Our Wild and Precious Lives – A Review.

“Melly was here.”

Our Wild and Precious Lives by A.G. Russo Available on Amazon US and Amazon UK

I cannot improve upon what the other reviewers have said. This is an exceptional novel, which, as they have noted, seems more a memoir than a work of fiction. The Amazon author page is blank for Mr. or Ms. Russo, but surely the author was a soldier.

Our Wild and Precious Lives deals with the big questions of Life, Death, Love and Loss set against a backdrop of WWII and the Korean Conflict, and as another reviewer has correctly noted, from many points of view, all handled perfectly.

More importantly, it also deals with the social upheaval in families and societies caused by war, on both sides: on the side of the victor and on the side of the vanquished. Our Wild and Precious Lives makes clear the considerable costs of war paid by the ordinary enlisted soldiers and their kin. It wrenchingly pulls back the covers and shows us the pain and anguish caused by ordinary people trying to “do the right thing.”

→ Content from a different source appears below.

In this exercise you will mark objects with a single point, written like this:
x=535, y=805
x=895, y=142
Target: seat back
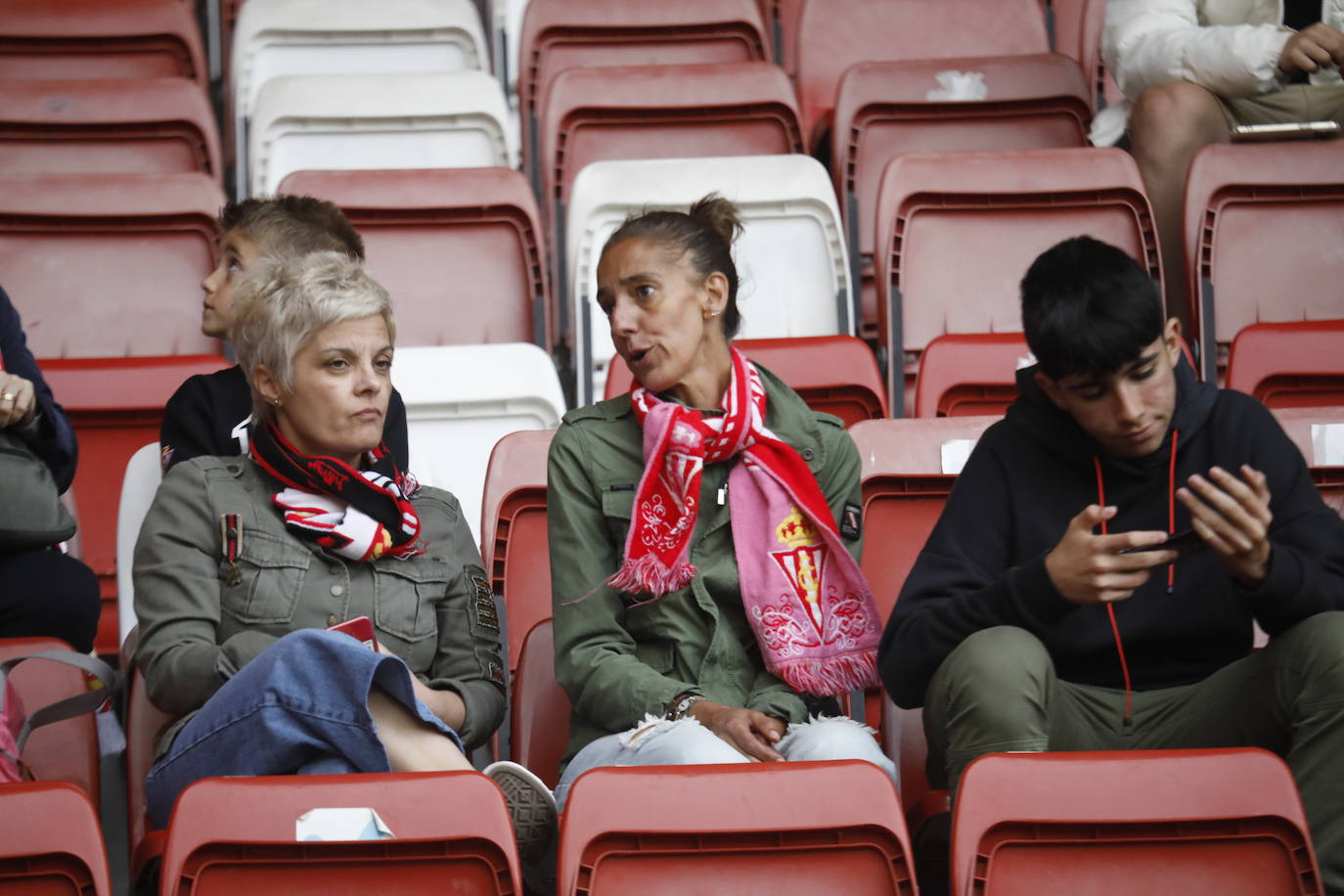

Sergeant Major Jim McCarron, a hard-working Irish American is the overbearing patriarch of a military family, married grudgingly to an Italian woman to fulfill a promise to his best friend, with two unwanted children. Those children are also casualties of the Second World War. There are extended families suffering, too, in Brooklyn and in a village near Naples.

For those teens and adults who were born after the 1960s, this novel will teach them history not learned in schools as a rule. It will teach them perspective. The novel also covers the tense years of the Cuban Missile Crisis. Readers will learn geography; some German sentences necessary for kids to get by in a foreign land, split into East and West; European architecture; and will find an abundance of cultural information about German society, Italian society and American society. Some of those American cultural beliefs are only revealed to the holders of same against the backdrop of minority status in a strange land. They will become familiar with General Patton and the social stratification in the army at that time.

This novel also fits the “coming of age” genre in that we meet the two teenage characters when they are fourteen and thirteen, but it regresses and progresses in time deftly. Teenage problems such as bullying, racism, dyslexia, parental abuse, feeling misunderstood are handled sensitively and well. The movies and popular music of the time features prominently in the many school dances, which were among the few social outlets available to Army “brats.”

Cimarron, based on an Edna Ferber story, was Melly’s favorite film. It has been described as starkly beautiful, wildly adventuresome, and grippingly dramatic. At its core is guilt, a war over land, and a family disrupted. I understand Melly’s point of view completely.

Leila Smith for The Kindle Book Review.
The Kindle Book Review received a free copy of this book for an independent, fair, and honest review. We are not associated with the author nor with Amazon.